I graduated with a finance degree in May 1995. Haven't worked since.

My education, knowledge, and interests would make me ideally suited to be a financial advisor. Only one problem: that requires dealing with people.


----------



## chrisman19 (Nov 27, 2003)

THere's no one who knows what you mean more than me. I graduated with a FInance degree last December '06. I got a finance internship while I was in school, but I haven't found a job yet since I graduated.

You're absolutely right-every Finance/Business job wants someone who is outgoing, self-confident, loves a challenge, works well under pressure (come on, who does?), able to learn quickly, etc. 

If you decide to continue with Finance, you'll find job options that fall into two categories (I classify them this way, anyway).
Option 1: Sales
There are tons of openings for Financial advisers or insurance salesmen all over the place. In these jobs (in case you don't already know) you're put through a short training period on a salary (maybe 5 months) and then after that, you're on your own (now it's up to you to make your own money, most of which your employer will take from you)...you've got to get on the phone and cold call people, give presentations, and anything you can do to get business to generate commissions or live off fees once they take away your salary. Statistically, 60% of people who try this type of job fail (are fired) because they can't get enough business for their company. THat's why there are so many openings-there's such high turnover.

Option 2: Work your *** off 50+ hrs/wk type jobs
Investment banking, corporate finance, insurance, commercial banking.
Some of these jobs will require moving to a big city, and you've got to start low and work your way up over the years. I've heard it's hard work, but probably a better option than sales for someone with SA.

I was in the same situation as you when I was studying Finance-I debated whether or not to do it too-but I decided to stick with it because I was already deep into it anyway..I'm not the business type of personality either-most of the time while I was interning in college I didn't talk to anyone and people wondered why I was so quiet.

One option I've been considering is going to grad school and studying Economics (for this you'll need intermediate macro and micro, plus a little Calculus, but some schools will require more math than this). My plan may be to be a Professor in a community college someday. I think being a Professor would be much more enjoyable and relaxing, and more rewarding. Plus you won't have a boss breathing down your neck every 10 minutes telling you to get something done faster...you're free to teach in your own way instead of doing everything your boss's way...and you teach only a few classes a week so you don't put in as many hours of work...the only drawback is the money-it doesn't pay as much as a job working in private industry, but I'd rather do a job I enjoy that pays less than do something that I don't like that pays more.
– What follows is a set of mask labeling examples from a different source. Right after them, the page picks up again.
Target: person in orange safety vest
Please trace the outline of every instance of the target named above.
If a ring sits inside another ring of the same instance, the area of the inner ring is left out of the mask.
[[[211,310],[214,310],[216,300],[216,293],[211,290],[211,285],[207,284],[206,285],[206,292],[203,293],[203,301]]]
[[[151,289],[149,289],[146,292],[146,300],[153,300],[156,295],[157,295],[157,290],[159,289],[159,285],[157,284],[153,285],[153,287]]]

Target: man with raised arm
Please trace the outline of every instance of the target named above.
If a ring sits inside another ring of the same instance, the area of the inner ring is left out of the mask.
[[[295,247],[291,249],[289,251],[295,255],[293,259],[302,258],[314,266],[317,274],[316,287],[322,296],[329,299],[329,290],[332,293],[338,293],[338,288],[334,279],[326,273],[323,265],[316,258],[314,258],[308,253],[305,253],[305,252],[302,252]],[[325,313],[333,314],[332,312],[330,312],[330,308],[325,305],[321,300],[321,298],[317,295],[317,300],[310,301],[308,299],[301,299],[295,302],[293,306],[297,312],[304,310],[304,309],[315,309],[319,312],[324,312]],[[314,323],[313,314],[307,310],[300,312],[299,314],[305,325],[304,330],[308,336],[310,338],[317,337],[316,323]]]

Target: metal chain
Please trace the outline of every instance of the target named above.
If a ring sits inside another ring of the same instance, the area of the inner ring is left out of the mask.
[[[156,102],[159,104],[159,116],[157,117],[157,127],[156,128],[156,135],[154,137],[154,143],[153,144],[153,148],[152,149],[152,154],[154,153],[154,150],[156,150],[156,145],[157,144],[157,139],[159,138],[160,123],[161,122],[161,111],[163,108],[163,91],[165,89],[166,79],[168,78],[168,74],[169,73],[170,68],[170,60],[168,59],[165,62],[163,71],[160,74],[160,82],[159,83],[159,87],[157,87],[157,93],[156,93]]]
Just wanted to let you know that I can relate.


----------



## toxqan (Jan 12, 2013)

I studied economics at both undergraduate and graduate level and my most recent job was in finance so I almost fit the bill. I don't think there are any shortage of jobs for finance majors and If you enjoy the courses you should probably stick with it. I do think the previous poster is right about the dichotomy between sales and more analytical and technical jobs. Social anxiety has pushed me toward the latter... but I think that is more interesting any way. I've long been suspicious toward sales types anyway.


----------